🏥 Kubernetes Cluster Health: Be the Doctor for Your Computer City!
The Story: Your Computer City Needs a Health Checkup!
Imagine you run a magical city made of computers. This city has many buildings (called Nodes), and in each building, little workers (called Pods) do important jobs. There’s also a Mayor’s Office (the API Server) that tells everyone what to do.
But what happens when a building gets sick? Or when the Mayor’s Office phone stops working? The whole city could stop!
That’s why YOU need to be the City Doctor — checking that everything is healthy, finding problems early, and fixing them before anyone notices!
🏢 Node Health Monitoring: Are Your Buildings Healthy?
What is a Node?
A Node is like a building in your city. Each building has:
- Electricity (CPU power)
- Storage rooms (Memory)
- Loading docks (Network)
Simple Example: Checking if a Building is OK
kubectl get nodes
This is like walking past each building and asking: “Are you open today?”
You’ll see something like:
NAME STATUS ROLES AGE VERSION
node-1 Ready worker 5d v1.28.0
node-2 Ready worker 5d v1.28.0
node-3 NotReady worker 5d v1.28.0
- ✅ Ready = Building is open and working!
- ❌ NotReady = Building is closed — something is wrong!
Real Life Example
Think of it like checking if a shop is open:
- You walk by and the lights are ON → Ready ✅
- The lights are OFF and door is locked → NotReady ❌
🌡️ Node Status and Conditions: What’s Wrong with This Building?

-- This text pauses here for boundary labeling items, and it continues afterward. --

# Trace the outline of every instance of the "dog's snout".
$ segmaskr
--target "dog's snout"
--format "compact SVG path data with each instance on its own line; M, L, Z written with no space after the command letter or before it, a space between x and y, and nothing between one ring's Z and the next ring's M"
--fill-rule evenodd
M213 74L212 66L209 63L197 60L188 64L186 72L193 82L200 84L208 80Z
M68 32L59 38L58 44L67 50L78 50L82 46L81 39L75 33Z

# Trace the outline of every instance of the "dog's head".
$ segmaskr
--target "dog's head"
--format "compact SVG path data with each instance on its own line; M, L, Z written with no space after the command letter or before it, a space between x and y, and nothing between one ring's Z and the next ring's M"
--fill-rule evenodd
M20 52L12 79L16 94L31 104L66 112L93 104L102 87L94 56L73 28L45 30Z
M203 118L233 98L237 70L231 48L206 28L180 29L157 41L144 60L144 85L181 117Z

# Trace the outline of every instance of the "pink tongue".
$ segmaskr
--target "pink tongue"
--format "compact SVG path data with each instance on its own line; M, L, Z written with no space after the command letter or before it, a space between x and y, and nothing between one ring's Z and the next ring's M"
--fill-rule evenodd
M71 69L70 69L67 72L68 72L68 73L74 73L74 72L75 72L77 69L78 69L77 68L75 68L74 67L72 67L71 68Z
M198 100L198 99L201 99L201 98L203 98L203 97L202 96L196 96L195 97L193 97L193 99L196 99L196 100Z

When a building says “I’m not feeling well,” you need to know exactly what hurts. Kubernetes tells you with Conditions.
The 4 Important Health Checks
graph TD A["Node Health Check"] --> B["Ready?"] A --> C["Memory OK?"] A --> D["Disk OK?"] A --> E["Network OK?"] B -->|True| F["✅ Can do work"] C -->|False| G["🧠 MemoryPressure"] D -->|False| H["💾 DiskPressure"] E -->|False| I["🌐 NetworkUnavailable"]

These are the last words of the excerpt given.